In the summer months we all like to bathe in what little sun there is in the UK, but this year with above average summer temperatures it’s time to start rethinking the way in which we view sun damage and when it can affect us. Skin cancer is one of the most common cancers in the UK with more than 100,000 people in 2010 being diagnosed with it, resulting in 2,200 related deaths. Although it can be hereditary, skin cancer is mainly caused by damage from the sun’s UV Rays.

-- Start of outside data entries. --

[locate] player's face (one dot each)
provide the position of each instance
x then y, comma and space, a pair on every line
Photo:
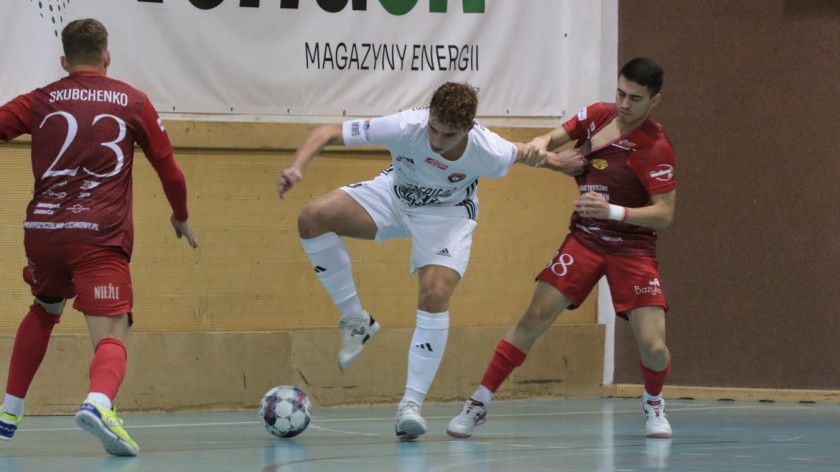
633, 101
443, 138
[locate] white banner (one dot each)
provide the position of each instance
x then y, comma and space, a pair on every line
328, 57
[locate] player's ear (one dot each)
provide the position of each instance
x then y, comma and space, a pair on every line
655, 100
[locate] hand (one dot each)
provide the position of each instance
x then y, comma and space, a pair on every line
183, 229
592, 205
535, 152
569, 162
288, 178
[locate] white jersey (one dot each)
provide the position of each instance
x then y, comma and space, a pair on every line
423, 178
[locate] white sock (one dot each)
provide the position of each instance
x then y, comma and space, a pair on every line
483, 394
101, 399
331, 261
13, 405
425, 354
651, 398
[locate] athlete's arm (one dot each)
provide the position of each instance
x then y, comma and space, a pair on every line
315, 142
539, 146
175, 189
13, 117
659, 214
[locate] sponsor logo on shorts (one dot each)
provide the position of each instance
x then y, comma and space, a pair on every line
78, 208
106, 292
652, 288
626, 143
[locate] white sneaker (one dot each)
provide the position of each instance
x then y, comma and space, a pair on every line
409, 424
473, 414
657, 425
355, 331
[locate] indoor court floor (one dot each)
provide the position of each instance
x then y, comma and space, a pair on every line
552, 435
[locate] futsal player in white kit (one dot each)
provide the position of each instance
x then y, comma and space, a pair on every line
428, 194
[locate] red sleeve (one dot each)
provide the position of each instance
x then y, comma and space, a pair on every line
14, 117
152, 136
158, 149
655, 167
174, 185
578, 124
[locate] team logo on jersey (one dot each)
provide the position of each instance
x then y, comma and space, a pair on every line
663, 172
77, 208
582, 114
456, 177
653, 288
436, 163
599, 164
626, 144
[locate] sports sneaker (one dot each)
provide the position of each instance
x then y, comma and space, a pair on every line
107, 426
8, 425
355, 331
657, 425
473, 414
409, 424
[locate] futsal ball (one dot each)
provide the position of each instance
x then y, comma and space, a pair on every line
285, 411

The sun damages the skin when UV rays penetrate the skin and damage cells. These cells can then become cancerous. If your skin is burnt the top layer of skin releases chemicals that make blood vessels swell and leak fluids causing the skin to get hot, go red, and in severe cases blister and swell. Although harmful to all, burning is especially dangerous to young people; Katy Scammell of Cancer Research UK’s SunSmart campaign states that “Sunburn in childhood can greatly increase your risk of developing skin cancer later in life”. Although you can’t feel sun damage, it occurs even when the sun isn’t hot and everyone is susceptible to it.
We all know the basics of how damaging the sun can be but rarely do we think about the impact it is having upon our eyes. The sun can burn your eyes too. Long term exposure to the sunlight increases the risk of a type of cataract and is also linked to growths on the surface of the eye. Simon Kelly explains how “the sun can permanently scar the retina, the area at the back of the eye responsible for vision,” so taking precautions is important. When buying sunglasses remember not all are adequate for protecting your eyes. Choose glasses with CE Mark and British Standard (BS EN 1836: 2005), a UV 400 Label, or a statement that the sunglasses are 100% UV protection. Remember too that the size and shape of your sunglasses will also determine the protection given to your eyelids and skin around your eyes.

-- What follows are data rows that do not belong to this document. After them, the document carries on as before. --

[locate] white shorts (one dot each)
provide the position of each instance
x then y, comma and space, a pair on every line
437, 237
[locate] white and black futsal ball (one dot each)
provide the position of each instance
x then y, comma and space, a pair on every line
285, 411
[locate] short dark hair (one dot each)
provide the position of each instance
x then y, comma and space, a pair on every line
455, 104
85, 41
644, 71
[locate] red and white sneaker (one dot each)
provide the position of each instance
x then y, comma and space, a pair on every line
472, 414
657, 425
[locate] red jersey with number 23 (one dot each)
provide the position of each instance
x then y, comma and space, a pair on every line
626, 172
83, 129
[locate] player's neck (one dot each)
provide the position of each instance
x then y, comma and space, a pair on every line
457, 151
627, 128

Checking moles and freckles regularly for change in size or bleeding are vital, and you should contact your GP if there are any signs. The earlier caught, the easier it is to treat. Being safe in the sun doesn’t just apply to when you’re abroad, “Sun protection is something you need to be aware of everyday in the summer”. Spending time in the shade between 11am and 3pm, avoiding burning, covering yourself with a t-shirt, hat, sunglasses, and using factor 15+ sunscreen, are all ways in which you can reduce the chances of damaging your skin from the sun. It’s also a given that you should avoid sunbeds at all costs.